Ahora, vamos a pensar un poco... ¿Qué hubiera sido más probable? Que su padre no hubiera muerto, que Jason llevara un arma para defenderse, que el gobierno federal tuviera un programa de comidas gratuitas para niños sin hogar y así Jason no tuviera que vender droga, o que un abogado que había leído a Amos Tversky y Daniel Kahneman, y que trabajaba para el gobierno, cambiara las normas para que los niños sin hogar pudieran comer gratis sin tener que apuntarse a nada.
Si pensaste que la cuarta opción era más probable que la tercera, puede que estés violando una regla básica de la probabilidad. Pero, a la vez, te has fijado en una palabra clave: abogado. Y ese abogado se llamaba Cass Sunstein.

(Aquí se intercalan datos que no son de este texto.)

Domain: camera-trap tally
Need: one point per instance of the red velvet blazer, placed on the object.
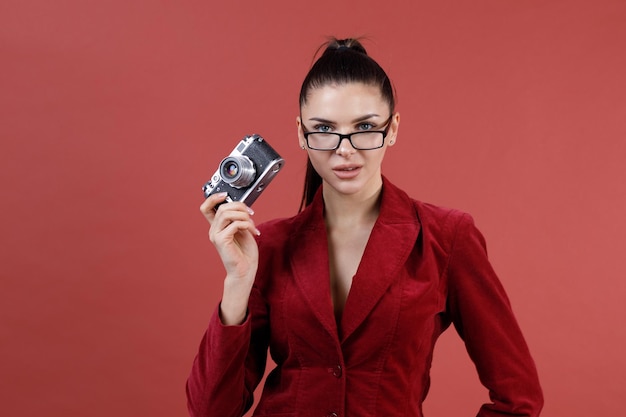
(424, 267)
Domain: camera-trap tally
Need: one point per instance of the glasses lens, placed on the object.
(367, 140)
(360, 140)
(323, 140)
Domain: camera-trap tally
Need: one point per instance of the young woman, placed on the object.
(350, 295)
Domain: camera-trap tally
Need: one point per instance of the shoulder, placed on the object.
(438, 224)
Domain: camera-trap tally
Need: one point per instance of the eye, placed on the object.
(365, 126)
(322, 128)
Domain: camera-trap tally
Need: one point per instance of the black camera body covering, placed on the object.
(246, 172)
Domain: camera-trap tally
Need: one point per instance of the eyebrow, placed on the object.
(358, 119)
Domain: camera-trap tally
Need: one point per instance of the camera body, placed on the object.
(246, 172)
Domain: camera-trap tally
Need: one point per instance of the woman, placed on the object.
(351, 294)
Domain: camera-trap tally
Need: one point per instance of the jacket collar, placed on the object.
(391, 240)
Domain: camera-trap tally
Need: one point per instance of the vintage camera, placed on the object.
(246, 172)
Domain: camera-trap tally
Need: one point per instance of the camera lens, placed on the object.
(238, 171)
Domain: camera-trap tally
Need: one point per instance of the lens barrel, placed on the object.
(238, 171)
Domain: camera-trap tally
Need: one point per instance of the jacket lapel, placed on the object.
(310, 265)
(391, 240)
(390, 243)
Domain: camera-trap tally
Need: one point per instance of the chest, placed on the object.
(345, 252)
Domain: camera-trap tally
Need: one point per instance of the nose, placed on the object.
(345, 147)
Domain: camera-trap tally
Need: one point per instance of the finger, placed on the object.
(231, 232)
(207, 208)
(228, 214)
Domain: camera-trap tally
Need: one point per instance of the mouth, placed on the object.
(347, 171)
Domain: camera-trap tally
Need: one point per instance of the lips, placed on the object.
(347, 171)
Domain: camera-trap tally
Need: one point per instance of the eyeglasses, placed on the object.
(330, 141)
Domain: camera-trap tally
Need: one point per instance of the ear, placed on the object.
(392, 133)
(301, 140)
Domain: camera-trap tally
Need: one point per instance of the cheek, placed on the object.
(317, 160)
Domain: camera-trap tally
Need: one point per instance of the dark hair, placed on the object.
(343, 61)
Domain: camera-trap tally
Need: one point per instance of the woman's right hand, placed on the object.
(232, 232)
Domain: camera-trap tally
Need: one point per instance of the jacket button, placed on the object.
(336, 371)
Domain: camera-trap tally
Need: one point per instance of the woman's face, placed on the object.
(348, 108)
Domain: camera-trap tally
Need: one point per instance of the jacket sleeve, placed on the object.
(229, 365)
(482, 315)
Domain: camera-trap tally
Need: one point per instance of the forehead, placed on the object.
(351, 99)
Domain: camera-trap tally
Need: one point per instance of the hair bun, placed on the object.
(348, 44)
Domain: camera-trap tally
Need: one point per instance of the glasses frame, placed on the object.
(347, 136)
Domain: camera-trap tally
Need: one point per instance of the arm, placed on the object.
(482, 315)
(232, 354)
(229, 365)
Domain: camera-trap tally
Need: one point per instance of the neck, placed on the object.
(349, 211)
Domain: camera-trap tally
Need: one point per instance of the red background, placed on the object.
(114, 113)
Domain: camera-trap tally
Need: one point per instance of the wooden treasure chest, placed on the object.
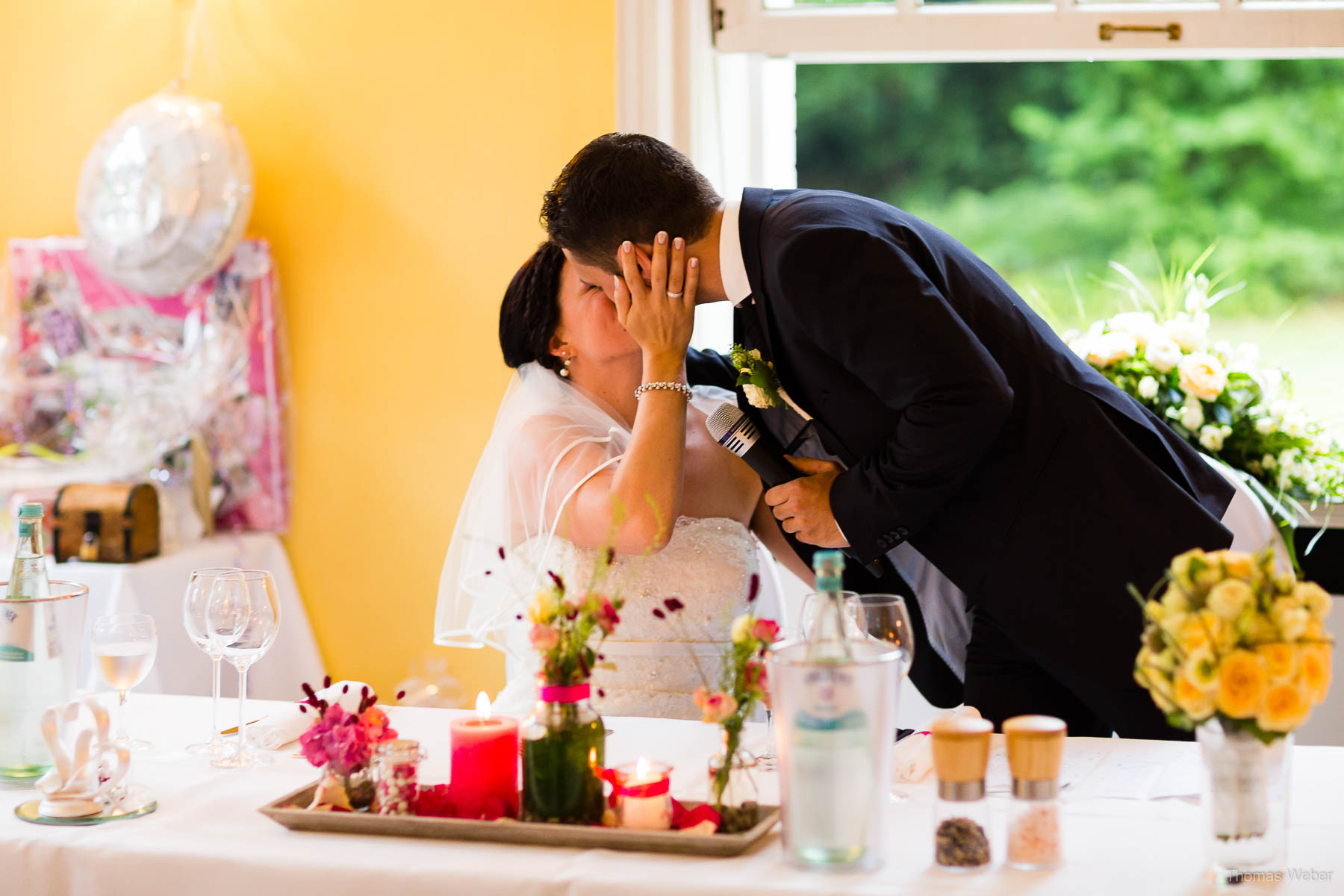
(105, 521)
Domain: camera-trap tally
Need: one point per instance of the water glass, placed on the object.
(242, 620)
(124, 648)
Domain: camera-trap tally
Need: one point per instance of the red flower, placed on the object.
(766, 630)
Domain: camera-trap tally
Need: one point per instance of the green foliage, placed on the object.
(1054, 168)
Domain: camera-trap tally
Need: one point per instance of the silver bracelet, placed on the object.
(671, 388)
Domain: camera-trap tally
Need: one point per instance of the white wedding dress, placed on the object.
(549, 440)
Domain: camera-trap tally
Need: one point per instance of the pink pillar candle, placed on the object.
(484, 777)
(643, 795)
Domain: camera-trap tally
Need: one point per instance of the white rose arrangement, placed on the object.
(1216, 396)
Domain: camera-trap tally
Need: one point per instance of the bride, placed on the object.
(600, 444)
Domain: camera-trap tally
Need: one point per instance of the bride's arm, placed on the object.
(772, 536)
(635, 508)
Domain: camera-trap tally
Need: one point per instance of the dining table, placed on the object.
(1130, 824)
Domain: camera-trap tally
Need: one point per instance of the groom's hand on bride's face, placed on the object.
(803, 507)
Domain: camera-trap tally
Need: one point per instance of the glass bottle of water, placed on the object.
(827, 641)
(831, 742)
(28, 575)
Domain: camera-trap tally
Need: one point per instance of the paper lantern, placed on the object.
(166, 193)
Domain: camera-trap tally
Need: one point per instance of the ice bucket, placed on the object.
(40, 640)
(835, 724)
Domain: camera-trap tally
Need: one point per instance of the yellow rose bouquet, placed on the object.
(1234, 640)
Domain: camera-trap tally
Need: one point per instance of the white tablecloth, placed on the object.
(208, 839)
(156, 586)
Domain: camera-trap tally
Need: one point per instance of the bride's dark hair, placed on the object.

El trabajo de Amos y Daniel tuvo un impacto enorme, especialmente en los economistas y los que diseñan políticas públicas, porque les hizo ver la importancia de la psicología. Un premio Nobel de Economía, Peter Diamond, llegó a decir que se había convertido en un "creyente", que sus conclusiones eran correctas, basadas en la realidad, y que habían tenido un gran impacto en la economía. Pero, bueno, a principios de los 90, la idea de que economistas y psicólogos colaboraran era un poco... utópica. Los economistas eran muy testarudos y los psicólogos muy desconfiados. Un psicólogo, Dan Gilbert, decía que los psicólogos interrumpían para aclarar cosas, pero los economistas, ¡para demostrar lo listos que eran! Y un economista, George Loewenstein, contaba que en economía, la "agresividad intelectual" era lo normal. Intentaron hacer un congreso conjunto, pero después de la primera sesión, los psicólogos se fueron corriendo y el congreso se canceló. ¡Imagínate el ambiente! Una psicóloga de Harvard, Amy Cuddy, decía que se despreciaban mutuamente: los psicólogos pensaban que los economistas eran inmorales y los economistas pensaban que los psicólogos eran tontos.

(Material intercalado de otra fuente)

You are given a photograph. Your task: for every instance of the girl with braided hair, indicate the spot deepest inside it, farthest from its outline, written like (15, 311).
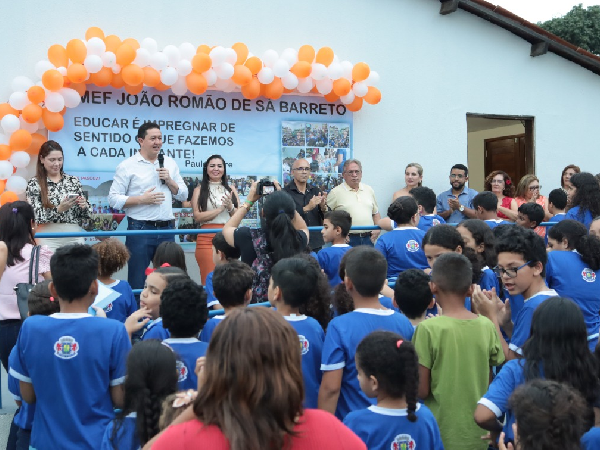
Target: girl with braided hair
(388, 369)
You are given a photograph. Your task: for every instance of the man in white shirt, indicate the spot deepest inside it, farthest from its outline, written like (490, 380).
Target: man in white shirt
(146, 192)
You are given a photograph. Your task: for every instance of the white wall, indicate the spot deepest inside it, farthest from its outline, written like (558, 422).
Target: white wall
(434, 70)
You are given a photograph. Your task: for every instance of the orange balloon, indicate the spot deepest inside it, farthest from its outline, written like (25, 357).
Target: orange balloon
(373, 96)
(360, 72)
(201, 62)
(341, 87)
(52, 121)
(5, 152)
(112, 43)
(20, 140)
(242, 51)
(8, 197)
(94, 32)
(241, 75)
(306, 53)
(32, 113)
(102, 78)
(196, 83)
(57, 55)
(36, 142)
(252, 89)
(125, 54)
(76, 50)
(325, 56)
(5, 109)
(132, 74)
(52, 80)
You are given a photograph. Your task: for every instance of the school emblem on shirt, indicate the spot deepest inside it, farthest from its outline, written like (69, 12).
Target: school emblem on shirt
(304, 344)
(403, 442)
(588, 275)
(182, 371)
(66, 347)
(412, 246)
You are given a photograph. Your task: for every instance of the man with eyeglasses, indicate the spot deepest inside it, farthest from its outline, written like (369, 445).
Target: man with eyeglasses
(311, 203)
(358, 200)
(456, 204)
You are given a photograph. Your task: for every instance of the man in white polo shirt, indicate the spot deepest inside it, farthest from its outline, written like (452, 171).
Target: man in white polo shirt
(358, 200)
(146, 192)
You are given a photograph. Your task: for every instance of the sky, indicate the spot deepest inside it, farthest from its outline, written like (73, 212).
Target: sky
(541, 10)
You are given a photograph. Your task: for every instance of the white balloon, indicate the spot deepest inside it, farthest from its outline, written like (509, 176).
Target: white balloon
(10, 123)
(335, 71)
(270, 57)
(71, 97)
(159, 61)
(324, 86)
(169, 76)
(224, 71)
(109, 59)
(184, 67)
(6, 170)
(18, 100)
(266, 75)
(93, 63)
(290, 81)
(54, 102)
(187, 50)
(21, 83)
(360, 89)
(42, 66)
(95, 46)
(142, 57)
(319, 72)
(281, 68)
(150, 45)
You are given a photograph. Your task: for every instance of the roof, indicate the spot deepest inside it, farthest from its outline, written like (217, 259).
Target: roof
(541, 40)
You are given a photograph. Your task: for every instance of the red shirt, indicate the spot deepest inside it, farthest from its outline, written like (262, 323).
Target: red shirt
(318, 430)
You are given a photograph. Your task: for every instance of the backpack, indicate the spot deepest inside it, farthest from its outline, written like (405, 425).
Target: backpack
(261, 266)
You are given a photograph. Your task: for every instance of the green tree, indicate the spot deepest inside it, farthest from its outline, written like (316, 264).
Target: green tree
(580, 27)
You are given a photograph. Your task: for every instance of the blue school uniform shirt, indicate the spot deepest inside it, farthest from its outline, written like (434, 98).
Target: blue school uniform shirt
(428, 221)
(311, 337)
(24, 417)
(568, 275)
(125, 305)
(329, 259)
(187, 350)
(386, 428)
(522, 325)
(344, 333)
(402, 250)
(126, 437)
(72, 361)
(209, 328)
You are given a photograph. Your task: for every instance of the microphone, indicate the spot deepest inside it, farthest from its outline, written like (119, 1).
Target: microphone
(161, 163)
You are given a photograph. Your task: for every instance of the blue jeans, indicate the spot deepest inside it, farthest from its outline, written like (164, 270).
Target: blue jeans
(142, 250)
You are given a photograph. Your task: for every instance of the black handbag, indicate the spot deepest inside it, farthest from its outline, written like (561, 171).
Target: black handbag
(23, 289)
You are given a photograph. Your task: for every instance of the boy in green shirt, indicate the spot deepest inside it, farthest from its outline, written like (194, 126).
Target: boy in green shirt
(455, 352)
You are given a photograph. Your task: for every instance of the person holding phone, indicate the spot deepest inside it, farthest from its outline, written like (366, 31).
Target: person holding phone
(56, 197)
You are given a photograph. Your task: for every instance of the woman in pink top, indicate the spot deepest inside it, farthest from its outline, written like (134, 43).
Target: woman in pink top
(17, 230)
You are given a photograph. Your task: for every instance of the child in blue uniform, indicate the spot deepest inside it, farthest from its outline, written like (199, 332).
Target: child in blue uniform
(401, 247)
(388, 370)
(151, 377)
(336, 226)
(572, 272)
(365, 276)
(184, 312)
(113, 256)
(293, 282)
(70, 364)
(232, 285)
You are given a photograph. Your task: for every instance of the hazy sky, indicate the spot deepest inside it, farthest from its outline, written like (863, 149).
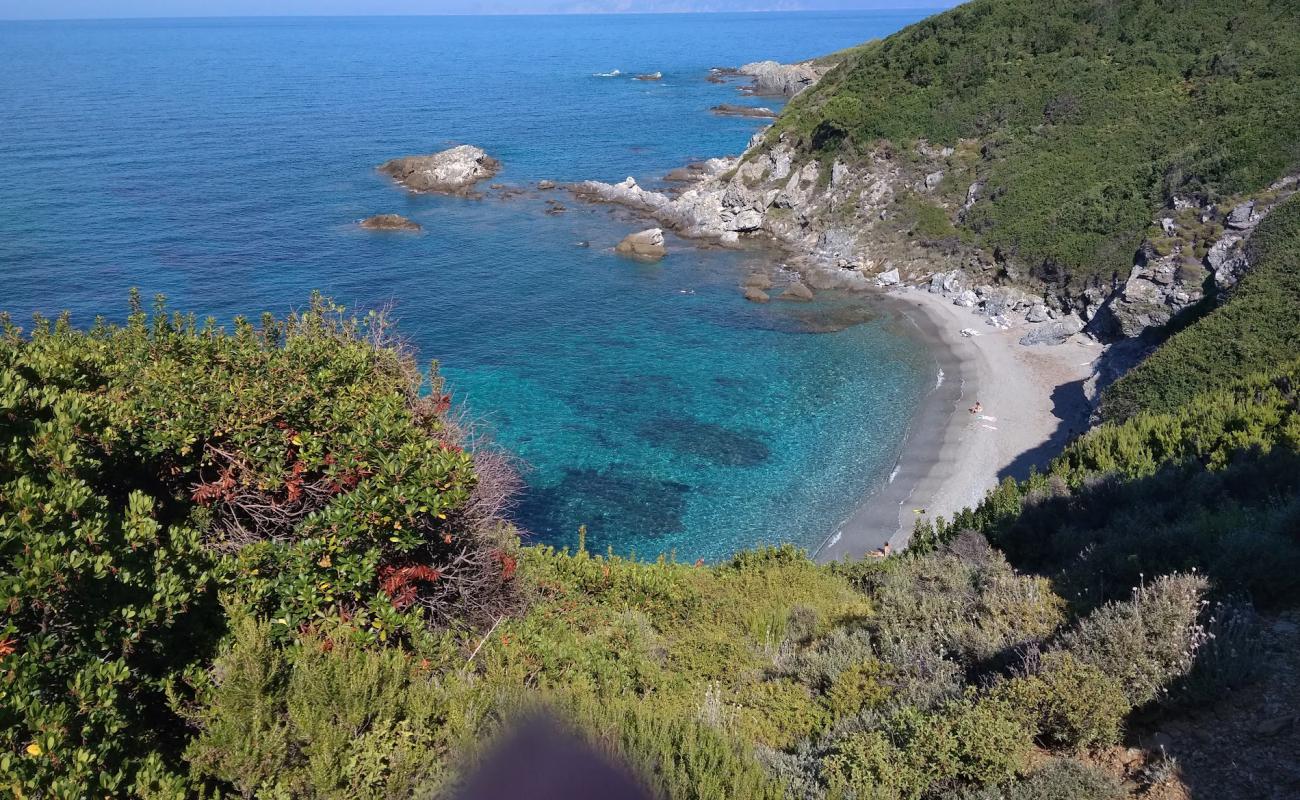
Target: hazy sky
(64, 9)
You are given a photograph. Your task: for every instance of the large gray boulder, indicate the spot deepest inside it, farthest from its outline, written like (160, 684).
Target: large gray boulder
(797, 290)
(644, 245)
(453, 171)
(1053, 333)
(781, 80)
(888, 277)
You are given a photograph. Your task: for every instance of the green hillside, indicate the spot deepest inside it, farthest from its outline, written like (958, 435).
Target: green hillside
(234, 561)
(1255, 331)
(1088, 115)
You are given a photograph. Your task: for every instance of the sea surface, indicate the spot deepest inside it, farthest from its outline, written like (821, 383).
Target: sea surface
(225, 163)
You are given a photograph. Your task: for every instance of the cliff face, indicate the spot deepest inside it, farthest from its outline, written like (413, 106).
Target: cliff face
(1082, 164)
(1106, 158)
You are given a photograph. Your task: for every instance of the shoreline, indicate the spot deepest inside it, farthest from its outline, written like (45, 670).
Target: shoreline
(1032, 405)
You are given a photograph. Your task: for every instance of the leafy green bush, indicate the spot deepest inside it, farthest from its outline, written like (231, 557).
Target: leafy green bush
(971, 610)
(969, 740)
(147, 467)
(1071, 704)
(1057, 779)
(1255, 331)
(1212, 485)
(325, 718)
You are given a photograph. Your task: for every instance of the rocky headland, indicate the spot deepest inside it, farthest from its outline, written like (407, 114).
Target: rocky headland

En esta "guerra" entre psicología y economía, Amos era como el estratega, el que entendía a los economistas. Sus ideas, en muchos sentidos, chocaban con la psicología. No le gustaban las emociones, pero sí le interesaba el pensamiento inconsciente, aunque solo para demostrar que no existía. Era como un tipo vestido de rayas en un mundo de cuadros y círculos. Como los economistas, le gustaban los modelos claros y sencillos, y no le gustaba esa sensación de "no saber qué te va a tocar" que tenía la psicología. Y también, como los economistas, quería que sus ideas tuvieran un impacto real en el mundo. La economía ya influía en las finanzas, los negocios, las políticas públicas... y la psicología no pintaba nada. Era hora de cambiar eso.
Daniel y Amos pensaban que no servía de nada intentar "invadir" la economía. Los economistas no iban a hacer caso a nadie de fuera. Lo que necesitaban eran jóvenes economistas interesados en la psicología. Y, por suerte, cuando llegaron a Norteamérica, encontraron a gente así. George Loewenstein era uno de ellos. Había estudiado economía, pero las críticas de la psicología a los modelos económicos le habían hecho dudar de su propia disciplina. Cuando leyó a Amos y Daniel, pensó: "¡Espera, a lo mejor tengo que estudiar psicología!" Casualmente, su bisabuelo era Sigmund Freud. "Siempre quise escapar de la influencia de mi familia", decía Loewenstein. Le preguntó a Amos si debía cambiarse a psicología, y Amos le dijo: "No, quédate en economía. Te necesitamos ahí". Amos ya sabía que iba a revolucionar el campo y necesitaba a alguien dentro de la economía que le echara una mano.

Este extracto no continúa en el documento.